Es fundamental entender que estas terapias no sustituyen los tratamientos ginecológicos prescritos, sino que actúan como un soporte adicional. La medicina integrativa, por ejemplo, propone combinar lo mejor de la medicina convencional con prácticas complementarias basadas en evidencia para ofrecer un cuidado más completo y personalizado. Este camino permite a las mujeres con endometriosis explorar diversas herramientas para su bienestar.

Alivio del dolor a través de la acupuntura y la quiropraxia

Entre las terapias complementarias más estudiadas para el manejo del dolor asociado a la endometriosis se encuentra la acupuntura. Esta técnica milenaria de la medicina tradicional china, que consiste en la inserción de agujas finas en puntos específicos del cuerpo, ha demostrado ser eficaz en la disminución de la dismenorrea (dolor menstrual intenso) y el dolor pélvico crónico. Su efecto se atribuye a la modulación del sistema nervioso central y a la liberación de endorfinas, que actúan como analgésicos naturales. Muchas mujeres reportan un alivio significativo al integrar la acupuntura en su plan de tratamiento.

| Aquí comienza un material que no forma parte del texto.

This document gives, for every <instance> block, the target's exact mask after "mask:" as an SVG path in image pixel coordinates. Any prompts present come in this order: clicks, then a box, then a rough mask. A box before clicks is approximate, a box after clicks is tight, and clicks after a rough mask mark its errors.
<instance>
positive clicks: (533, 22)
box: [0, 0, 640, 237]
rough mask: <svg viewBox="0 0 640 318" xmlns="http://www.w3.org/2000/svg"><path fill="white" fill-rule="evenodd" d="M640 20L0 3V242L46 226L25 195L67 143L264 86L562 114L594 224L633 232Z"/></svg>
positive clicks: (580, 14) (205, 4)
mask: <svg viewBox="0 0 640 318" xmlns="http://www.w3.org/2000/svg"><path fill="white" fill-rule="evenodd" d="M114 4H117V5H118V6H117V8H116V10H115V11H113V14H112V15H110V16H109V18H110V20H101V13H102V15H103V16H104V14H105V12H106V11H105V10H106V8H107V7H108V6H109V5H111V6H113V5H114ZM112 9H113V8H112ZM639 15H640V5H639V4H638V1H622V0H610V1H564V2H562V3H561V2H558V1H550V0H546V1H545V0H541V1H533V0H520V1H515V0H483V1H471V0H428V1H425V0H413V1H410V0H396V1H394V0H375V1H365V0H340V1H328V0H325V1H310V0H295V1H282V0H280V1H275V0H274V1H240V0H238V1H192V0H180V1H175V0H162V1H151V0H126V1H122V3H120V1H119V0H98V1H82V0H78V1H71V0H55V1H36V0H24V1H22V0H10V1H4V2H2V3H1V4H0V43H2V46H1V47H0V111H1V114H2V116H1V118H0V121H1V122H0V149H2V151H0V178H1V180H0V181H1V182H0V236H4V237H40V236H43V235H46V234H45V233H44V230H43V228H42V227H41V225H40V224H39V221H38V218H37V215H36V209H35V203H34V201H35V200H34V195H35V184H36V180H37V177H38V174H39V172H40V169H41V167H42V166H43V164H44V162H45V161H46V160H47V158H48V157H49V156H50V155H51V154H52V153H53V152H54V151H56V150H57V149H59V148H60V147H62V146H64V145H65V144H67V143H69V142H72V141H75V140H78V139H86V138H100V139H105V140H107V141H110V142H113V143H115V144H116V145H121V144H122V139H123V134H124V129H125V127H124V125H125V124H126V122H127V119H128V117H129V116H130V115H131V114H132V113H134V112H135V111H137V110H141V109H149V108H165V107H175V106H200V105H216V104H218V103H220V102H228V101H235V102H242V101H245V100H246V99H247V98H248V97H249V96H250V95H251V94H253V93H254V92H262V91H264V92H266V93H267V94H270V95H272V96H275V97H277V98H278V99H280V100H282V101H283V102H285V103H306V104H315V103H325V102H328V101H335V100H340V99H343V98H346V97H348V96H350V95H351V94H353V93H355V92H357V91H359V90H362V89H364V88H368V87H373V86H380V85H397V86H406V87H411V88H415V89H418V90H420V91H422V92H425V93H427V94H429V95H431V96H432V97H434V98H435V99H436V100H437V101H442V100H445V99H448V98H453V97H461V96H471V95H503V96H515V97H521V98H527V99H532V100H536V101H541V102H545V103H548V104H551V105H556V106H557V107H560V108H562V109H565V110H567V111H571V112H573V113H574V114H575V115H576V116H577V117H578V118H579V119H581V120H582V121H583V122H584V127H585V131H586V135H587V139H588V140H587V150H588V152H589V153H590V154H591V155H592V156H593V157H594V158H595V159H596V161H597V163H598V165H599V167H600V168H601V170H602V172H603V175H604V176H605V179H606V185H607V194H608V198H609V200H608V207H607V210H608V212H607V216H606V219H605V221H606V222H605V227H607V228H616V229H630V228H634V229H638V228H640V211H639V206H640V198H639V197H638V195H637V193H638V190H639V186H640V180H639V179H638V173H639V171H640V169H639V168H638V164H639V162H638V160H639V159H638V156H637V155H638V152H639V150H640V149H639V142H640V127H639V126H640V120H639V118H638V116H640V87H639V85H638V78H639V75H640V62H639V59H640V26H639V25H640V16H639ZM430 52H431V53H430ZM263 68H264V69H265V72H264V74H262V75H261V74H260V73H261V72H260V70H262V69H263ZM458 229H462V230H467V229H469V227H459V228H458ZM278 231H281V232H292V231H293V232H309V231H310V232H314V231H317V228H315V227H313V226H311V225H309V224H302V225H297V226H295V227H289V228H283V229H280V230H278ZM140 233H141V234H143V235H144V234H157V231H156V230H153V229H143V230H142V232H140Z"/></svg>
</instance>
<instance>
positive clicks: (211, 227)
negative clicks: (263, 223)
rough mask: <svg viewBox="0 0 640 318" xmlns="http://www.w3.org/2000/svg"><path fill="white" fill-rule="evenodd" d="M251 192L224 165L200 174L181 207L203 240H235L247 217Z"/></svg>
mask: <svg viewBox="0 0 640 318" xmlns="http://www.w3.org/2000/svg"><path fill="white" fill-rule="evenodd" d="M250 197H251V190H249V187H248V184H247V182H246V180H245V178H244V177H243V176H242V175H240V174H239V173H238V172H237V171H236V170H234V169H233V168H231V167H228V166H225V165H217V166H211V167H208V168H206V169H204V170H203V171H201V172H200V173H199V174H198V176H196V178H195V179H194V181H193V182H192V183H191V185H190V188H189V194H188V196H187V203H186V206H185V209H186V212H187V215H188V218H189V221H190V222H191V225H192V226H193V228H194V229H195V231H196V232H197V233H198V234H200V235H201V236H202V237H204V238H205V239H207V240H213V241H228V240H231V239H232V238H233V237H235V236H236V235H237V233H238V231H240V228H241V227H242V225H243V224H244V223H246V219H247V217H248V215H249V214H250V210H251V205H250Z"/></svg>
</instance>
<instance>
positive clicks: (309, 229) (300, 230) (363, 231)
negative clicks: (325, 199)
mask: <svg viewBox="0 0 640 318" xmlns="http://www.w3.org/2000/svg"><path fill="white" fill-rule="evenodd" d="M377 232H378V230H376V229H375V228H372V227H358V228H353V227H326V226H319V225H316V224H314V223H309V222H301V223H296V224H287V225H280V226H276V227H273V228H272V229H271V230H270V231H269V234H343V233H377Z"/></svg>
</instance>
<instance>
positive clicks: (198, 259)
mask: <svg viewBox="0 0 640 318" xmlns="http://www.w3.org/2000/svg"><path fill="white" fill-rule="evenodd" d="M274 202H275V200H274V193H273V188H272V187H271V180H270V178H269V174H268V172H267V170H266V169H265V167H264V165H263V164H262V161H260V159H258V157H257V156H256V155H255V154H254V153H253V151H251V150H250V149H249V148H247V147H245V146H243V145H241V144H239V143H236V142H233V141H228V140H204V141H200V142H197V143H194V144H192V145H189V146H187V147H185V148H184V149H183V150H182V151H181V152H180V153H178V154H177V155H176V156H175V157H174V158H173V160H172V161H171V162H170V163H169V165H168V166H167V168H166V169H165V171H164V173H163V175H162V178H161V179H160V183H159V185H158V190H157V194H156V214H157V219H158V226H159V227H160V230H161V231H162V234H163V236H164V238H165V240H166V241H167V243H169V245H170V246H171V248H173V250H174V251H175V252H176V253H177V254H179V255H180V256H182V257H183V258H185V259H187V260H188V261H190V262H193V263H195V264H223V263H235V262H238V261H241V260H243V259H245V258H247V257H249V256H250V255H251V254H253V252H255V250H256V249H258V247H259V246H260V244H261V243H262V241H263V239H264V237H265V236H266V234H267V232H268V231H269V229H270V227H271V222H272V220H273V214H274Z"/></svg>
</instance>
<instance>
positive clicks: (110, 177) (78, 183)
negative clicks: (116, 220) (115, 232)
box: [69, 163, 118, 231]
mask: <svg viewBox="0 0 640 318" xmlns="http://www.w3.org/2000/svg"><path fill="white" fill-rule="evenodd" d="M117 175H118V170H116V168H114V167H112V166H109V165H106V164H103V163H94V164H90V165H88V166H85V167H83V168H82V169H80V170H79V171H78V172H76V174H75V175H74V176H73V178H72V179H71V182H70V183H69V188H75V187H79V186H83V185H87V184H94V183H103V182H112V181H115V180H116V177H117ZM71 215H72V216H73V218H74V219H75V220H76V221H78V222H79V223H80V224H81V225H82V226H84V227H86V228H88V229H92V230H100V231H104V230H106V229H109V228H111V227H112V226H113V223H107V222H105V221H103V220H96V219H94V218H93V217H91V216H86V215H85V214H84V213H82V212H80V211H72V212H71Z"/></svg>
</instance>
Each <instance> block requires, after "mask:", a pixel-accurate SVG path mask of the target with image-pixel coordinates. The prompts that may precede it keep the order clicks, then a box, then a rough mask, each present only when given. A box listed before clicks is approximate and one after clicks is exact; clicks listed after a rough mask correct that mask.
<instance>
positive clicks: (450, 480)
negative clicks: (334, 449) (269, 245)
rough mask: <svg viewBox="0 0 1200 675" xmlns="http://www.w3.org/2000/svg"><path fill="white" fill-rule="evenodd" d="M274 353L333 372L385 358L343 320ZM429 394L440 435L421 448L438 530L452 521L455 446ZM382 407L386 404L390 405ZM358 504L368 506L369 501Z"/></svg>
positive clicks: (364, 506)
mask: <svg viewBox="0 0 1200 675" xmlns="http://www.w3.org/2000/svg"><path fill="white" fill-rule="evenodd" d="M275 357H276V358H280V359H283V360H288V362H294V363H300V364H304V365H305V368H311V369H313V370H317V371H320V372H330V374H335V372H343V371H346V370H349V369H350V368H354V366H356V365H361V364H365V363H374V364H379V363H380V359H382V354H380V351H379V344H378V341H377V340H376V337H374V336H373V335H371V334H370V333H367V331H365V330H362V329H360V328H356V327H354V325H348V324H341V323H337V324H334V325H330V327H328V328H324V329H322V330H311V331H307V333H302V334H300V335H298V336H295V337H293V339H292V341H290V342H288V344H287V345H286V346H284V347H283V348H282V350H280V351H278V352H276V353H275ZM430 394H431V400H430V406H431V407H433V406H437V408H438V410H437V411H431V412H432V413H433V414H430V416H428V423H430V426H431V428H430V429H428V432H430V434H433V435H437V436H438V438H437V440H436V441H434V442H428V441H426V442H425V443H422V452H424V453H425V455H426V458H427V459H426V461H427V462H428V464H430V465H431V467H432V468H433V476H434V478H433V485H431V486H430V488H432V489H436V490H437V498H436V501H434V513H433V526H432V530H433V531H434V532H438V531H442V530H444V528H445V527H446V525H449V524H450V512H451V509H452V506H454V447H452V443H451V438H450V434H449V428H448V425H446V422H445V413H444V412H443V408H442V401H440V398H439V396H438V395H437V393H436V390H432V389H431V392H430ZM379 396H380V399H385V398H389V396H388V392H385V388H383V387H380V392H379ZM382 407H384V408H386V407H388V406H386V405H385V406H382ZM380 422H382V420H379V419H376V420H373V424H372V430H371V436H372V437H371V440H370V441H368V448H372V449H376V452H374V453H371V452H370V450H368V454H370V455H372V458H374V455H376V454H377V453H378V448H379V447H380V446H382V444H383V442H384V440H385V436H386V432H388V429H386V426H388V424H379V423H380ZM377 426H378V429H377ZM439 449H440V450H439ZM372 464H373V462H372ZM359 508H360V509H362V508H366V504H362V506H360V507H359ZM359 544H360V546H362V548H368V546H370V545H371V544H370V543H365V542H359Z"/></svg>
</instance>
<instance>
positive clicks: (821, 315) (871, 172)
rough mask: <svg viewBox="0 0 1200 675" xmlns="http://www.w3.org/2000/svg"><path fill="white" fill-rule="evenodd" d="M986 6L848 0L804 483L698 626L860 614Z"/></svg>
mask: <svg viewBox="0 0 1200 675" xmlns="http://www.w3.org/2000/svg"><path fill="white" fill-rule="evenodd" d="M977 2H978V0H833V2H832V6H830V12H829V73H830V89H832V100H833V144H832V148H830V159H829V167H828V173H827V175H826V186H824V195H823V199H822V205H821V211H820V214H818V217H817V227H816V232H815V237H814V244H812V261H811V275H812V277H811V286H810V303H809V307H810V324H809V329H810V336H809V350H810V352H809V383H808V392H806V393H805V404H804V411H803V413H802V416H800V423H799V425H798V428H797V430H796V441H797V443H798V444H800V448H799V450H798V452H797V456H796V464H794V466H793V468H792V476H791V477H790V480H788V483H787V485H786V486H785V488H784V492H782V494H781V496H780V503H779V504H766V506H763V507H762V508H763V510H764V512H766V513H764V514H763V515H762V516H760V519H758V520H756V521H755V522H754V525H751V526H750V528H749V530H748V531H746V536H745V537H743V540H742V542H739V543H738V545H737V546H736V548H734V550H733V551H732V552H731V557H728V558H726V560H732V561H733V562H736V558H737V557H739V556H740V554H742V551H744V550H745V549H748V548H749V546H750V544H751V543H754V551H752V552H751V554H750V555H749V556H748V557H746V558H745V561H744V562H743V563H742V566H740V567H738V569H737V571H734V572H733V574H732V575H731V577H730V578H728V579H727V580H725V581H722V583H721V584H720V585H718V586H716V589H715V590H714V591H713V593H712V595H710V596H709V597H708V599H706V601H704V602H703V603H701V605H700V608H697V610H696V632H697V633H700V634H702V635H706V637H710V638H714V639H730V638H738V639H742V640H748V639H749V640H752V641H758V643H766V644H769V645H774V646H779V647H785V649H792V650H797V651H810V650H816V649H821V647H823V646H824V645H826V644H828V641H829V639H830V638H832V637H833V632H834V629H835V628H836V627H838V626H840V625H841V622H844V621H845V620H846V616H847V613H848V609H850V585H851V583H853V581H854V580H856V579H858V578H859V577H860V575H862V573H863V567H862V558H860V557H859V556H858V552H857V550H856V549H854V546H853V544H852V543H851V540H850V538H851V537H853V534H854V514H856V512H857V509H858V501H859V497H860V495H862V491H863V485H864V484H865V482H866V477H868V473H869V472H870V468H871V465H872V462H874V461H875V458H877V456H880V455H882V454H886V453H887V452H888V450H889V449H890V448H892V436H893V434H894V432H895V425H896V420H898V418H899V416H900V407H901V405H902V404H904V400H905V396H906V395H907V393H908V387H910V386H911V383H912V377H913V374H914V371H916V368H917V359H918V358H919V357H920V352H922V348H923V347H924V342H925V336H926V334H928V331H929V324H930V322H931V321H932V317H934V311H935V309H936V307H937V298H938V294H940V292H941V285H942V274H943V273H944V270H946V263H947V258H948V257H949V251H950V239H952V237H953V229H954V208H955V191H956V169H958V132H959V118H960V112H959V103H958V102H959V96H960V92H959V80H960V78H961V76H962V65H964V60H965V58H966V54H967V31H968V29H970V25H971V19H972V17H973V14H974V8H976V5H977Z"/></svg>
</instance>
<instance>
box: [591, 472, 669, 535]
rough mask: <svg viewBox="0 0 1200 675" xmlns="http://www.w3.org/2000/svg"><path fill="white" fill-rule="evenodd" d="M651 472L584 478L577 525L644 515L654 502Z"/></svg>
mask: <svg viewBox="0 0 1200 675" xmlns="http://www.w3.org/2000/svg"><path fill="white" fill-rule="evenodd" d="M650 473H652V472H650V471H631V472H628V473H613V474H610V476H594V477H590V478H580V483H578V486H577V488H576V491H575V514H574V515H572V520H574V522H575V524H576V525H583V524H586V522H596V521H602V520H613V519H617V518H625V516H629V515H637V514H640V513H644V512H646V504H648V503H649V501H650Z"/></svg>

La quiropraxia es otra opción que algunas pacientes exploran. Un profesional matriculado trabaja en la alineación de la columna vertebral y otras articulaciones del cuerpo. Aunque la evidencia es menor, algunas mujeres con endometriosis afirman que la quiropraxia ayuda a aliviar el dolor, posiblemente al mejorar la función nerviosa y reducir la tensión muscular en la región pélvica.

Fisioterapia del suelo pélvico: una herramienta esencial

La disfunción del suelo pélvico es común en mujeres con endometriosis y puede contribuir significativamente al dolor. Aquí es donde la fisioterapia del suelo pélvico juega un papel crucial. A través de técnicas específicas, como ejercicios de fortalecimiento y relajación, masajes y otras intervenciones, la fisioterapia ayuda a aliviar el dolor pélvico crónico, mejorar la función sexual y, en general, optimizar la calidad de vida. Es una terapia que aborda directamente las tensiones y contracturas musculares que a menudo acompañan a la enfermedad, ofreciendo a las pacientes herramientas prácticas para gestionar su cuerpo.

Terapias mente-cuerpo y movimiento consciente

El impacto de la endometriosis no es solo físico; el estrés, la ansiedad y la depresión son compañeros frecuentes. Terapias como la terapia cognitivo-conductual y la meditación pueden ser de gran ayuda para aprender a gestionar el dolor y mejorar el bienestar psicológico. Estas técnicas enseñan a las pacientes a cambiar la percepción del dolor y a desarrollar mecanismos de afrontamiento más saludables.

Además, el movimiento consciente y las terapias basadas en el cuerpo, como el Método Feldenkrais, están ganando reconocimiento. Este método, que promueve la autoconciencia a través del movimiento, puede ayudar a las mujeres a identificar y liberar patrones de tensión, mejorar la postura y la movilidad, y, en última instancia, reducir el dolor. Asociaciones de pacientes, como ADAENA en Aragón, ya organizan talleres de este tipo, facilitando el acceso a estas valiosas herramientas para sus socias. El ejercicio regular, adaptado a las capacidades de cada persona, también contribuye a reducir la inflamación y mejorar el estado de ánimo general.

Hierbas y suplementos: un complemento a considerar

Algunas mujeres encuentran alivio en el uso de plantas aromáticas y suplementos, como la vitamina B1, el magnesio o los ácidos grasos omega-3. Si bien la evidencia científica puede variar, y es crucial consultar siempre con un profesional de la salud antes de incorporar cualquier suplemento, estos pueden ofrecer un apoyo adicional en la reducción de la inflamación y la gestión de ciertos síntomas. Es importante recordar que estos deben ser considerados siempre como complementos y nunca como sustitutos de un tratamiento médico establecido.

En conclusión, las terapias complementarias ofrecen un abanico de posibilidades para las mujeres que buscan ir más allá de los tratamientos convencionales en su lucha contra la endometriosis. Integrar estas prácticas en un plan de cuidado personalizado puede ser clave para mejorar significativamente la calidad de vida, gestionar el dolor y encontrar un mayor equilibrio físico y emocional.